Usman juga berharap Marsekal Hadi Tjahjanto, yang ditunjuk Presiden Jokowi untuk menggantikan Jenderal Gatot, dapat mendukung terselenggaranya pengadilan HAM, ketika menjadi Panglima TNI yang baru. Hal ini pun termasuk juga ketika institusinya diduga menjadi pelanggar HAM.

“Memastikan anggota militer yang terlibat dan terbukti melakukan pelanggaran hukum, pidana umum ataupun pelanggaran HAM diajukan ke pengadilan,” tegasnya.

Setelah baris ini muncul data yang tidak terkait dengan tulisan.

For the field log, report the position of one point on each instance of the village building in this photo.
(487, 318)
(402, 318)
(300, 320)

Selain itu, hal krusial lainnya adalah revisi Undang-undang (UU) Pertahanan untuk melahirkan reformasi di tubuh TNI. Menurut Usman, Marsekal Hadi harus bisa mengarahkan TNI agar lebih mengutamakan kepentingan umum ketimbang gengsi institusi.

“Karena pihak militer keberatan adanya pemeriksaan oleh pihak kepolisian atau sipil. Espirit de Corps itu harus dihilangkan ketika berurusan dengan pelanggaran HAM terlibat dan terbukti melakukan pidana umum. Espirit de Corps harus dikuatkan jika ada ancaman-ancaman dari luar dan pertahanan,” jelasnya.

Sehingga tidak terjadi lagi ada penugasan TNI untuk konflik sipil. Seperti yang terjadi di Kulonprogo ataupun Papua tempo hari lalu.

“Bukan ancaman dari warga yg mempertahankan tanah di Rumpin, Kulonprogo, kebumen, atau berbagai lain. TNI tidak boleh berurusan dengan kehidupan sosial politik kecuali ada UU yang menugaskan secara jelas,” pungkasnya.